What this means is that the experience of disease activity in patients who take biologicals may be sufficiently impactful to independently promote medication adherence. By contrast, disease activity in those who only take conventional synthetic DMARDs, maybe largely experienced as depressed mood, which may in turn overwhelm their capacity to adhere.

The other thing we found is that mood disturbance adversely influenced adherence directly in patients unconventional synthetic DMARDs, yet there was no significant direct or indirect effect of mood disturbance on adherence to biologicals.

Lastly, functional limitations fostered adherence through enhanced awareness of medication necessity.

Amanda Balbi: Were there differences in patients treated with biologic DMARDs vs conventional synthetic DMARDs?

George Karpouzas: As you know, there is a precedent in the literature for wanting to examine those patients separately, because clearly there's emerging data from biologic trials. But biologicals perhaps have superior effects on moderating mood in patients with rheumatoid arthritis compared to conventional synthetic DMARDs.

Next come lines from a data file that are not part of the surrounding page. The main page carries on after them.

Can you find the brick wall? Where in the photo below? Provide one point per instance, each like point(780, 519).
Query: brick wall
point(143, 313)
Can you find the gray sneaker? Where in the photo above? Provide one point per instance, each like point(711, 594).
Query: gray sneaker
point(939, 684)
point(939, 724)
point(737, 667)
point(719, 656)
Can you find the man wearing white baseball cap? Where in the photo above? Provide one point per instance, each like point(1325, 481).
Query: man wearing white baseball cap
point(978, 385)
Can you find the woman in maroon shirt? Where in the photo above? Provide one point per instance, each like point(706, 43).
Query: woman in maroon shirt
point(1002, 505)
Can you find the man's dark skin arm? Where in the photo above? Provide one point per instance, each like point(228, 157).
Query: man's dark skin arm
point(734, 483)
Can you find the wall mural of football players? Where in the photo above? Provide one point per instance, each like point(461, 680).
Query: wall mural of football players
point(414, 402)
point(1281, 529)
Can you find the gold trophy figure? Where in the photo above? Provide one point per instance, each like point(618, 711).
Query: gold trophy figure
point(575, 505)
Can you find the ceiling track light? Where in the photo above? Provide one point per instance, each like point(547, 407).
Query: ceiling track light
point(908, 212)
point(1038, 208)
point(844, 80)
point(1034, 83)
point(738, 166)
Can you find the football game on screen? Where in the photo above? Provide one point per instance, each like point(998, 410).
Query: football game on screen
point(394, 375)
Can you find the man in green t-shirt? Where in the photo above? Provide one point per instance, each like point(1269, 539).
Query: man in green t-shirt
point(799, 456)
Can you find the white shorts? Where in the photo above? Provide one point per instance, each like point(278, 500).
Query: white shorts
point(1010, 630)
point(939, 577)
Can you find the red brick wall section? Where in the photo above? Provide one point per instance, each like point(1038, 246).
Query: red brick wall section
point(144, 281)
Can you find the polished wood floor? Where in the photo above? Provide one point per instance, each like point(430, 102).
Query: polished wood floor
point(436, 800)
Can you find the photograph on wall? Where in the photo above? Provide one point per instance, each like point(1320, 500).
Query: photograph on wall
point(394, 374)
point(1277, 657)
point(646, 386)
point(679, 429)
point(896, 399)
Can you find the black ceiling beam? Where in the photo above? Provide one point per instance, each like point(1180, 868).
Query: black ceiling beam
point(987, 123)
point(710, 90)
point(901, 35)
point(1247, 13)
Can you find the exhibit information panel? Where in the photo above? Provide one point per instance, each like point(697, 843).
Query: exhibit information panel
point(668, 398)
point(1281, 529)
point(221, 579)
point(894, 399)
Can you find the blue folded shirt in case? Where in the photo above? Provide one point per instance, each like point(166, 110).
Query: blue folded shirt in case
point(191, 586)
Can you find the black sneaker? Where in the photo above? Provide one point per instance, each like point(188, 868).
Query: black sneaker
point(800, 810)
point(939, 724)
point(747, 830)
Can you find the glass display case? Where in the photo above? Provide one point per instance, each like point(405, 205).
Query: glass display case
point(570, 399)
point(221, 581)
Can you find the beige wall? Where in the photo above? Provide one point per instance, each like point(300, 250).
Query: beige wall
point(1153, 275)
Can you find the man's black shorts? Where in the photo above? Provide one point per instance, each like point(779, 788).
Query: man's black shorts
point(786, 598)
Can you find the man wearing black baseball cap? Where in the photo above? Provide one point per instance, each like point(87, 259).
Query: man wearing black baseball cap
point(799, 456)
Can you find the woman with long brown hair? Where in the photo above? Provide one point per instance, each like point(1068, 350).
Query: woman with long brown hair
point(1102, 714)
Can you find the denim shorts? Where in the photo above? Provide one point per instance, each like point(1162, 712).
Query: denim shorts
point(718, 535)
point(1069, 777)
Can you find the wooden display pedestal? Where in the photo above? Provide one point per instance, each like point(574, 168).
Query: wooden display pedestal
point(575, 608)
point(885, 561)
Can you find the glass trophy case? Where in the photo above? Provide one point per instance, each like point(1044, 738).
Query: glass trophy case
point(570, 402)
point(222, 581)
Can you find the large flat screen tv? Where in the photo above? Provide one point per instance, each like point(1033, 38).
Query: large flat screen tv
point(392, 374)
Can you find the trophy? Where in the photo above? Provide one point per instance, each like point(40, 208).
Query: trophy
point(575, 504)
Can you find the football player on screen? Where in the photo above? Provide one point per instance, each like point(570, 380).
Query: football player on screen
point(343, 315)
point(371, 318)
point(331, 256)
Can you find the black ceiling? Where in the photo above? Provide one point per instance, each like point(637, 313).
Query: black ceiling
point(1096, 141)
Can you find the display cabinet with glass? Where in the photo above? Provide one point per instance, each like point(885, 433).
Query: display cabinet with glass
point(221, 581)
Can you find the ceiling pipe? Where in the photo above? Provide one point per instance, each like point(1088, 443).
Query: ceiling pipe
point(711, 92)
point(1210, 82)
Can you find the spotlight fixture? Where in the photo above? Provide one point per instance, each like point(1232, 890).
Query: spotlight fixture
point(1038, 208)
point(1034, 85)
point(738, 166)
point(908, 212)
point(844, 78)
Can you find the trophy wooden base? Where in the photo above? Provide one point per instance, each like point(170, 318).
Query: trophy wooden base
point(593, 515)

So what we also found—through our modeling that created empirical evidence to support that and therefore we examine those models separately—is that the type of medication treatment, meaning biologic DMARDs vs conventional synthetic DMARDs, may in fact moderate the effect of disease activity on mood disturbance.

Basically, what we found is that the difference between bDMARDs and conventional synthetic DMARDs on that path was actually significant, especially when we used time-averaged disease activity to evaluate this.

So, that's why it's important to examine those things separately. It appears that biologic DMARDs have this salient difference compared to conventional synthetic DMARDs in moderating the effect of disease activity or mood disturbance.

Amanda Balbi: What is the overall key take-home message from this study?

George Karpouzas: The message should be that distinct domains of clinical impact of rheumatoid arthritis influence treatment adherence directly or indirectly through a necessity concerned framework applied by the patient when they make that decision.

So, mood disturbance or concerns about medication may be complimentary yet salient intervention targets for a comprehensive RA management, promoting medication adherence.

The former, meaning mood disturbance, may be more relevant for patients on conventional synthetic DMARDs, whereas the latter, may be more significant for patients who are treated with biologic DMARDs.

Amanda Balbi: Absolutely. Thank you again for speaking with me today, Dr Karpouzas.

George Karpouzas: Thank you very much, Amanda, for this opportunity to communicate our findings to the broader rheumatology audience.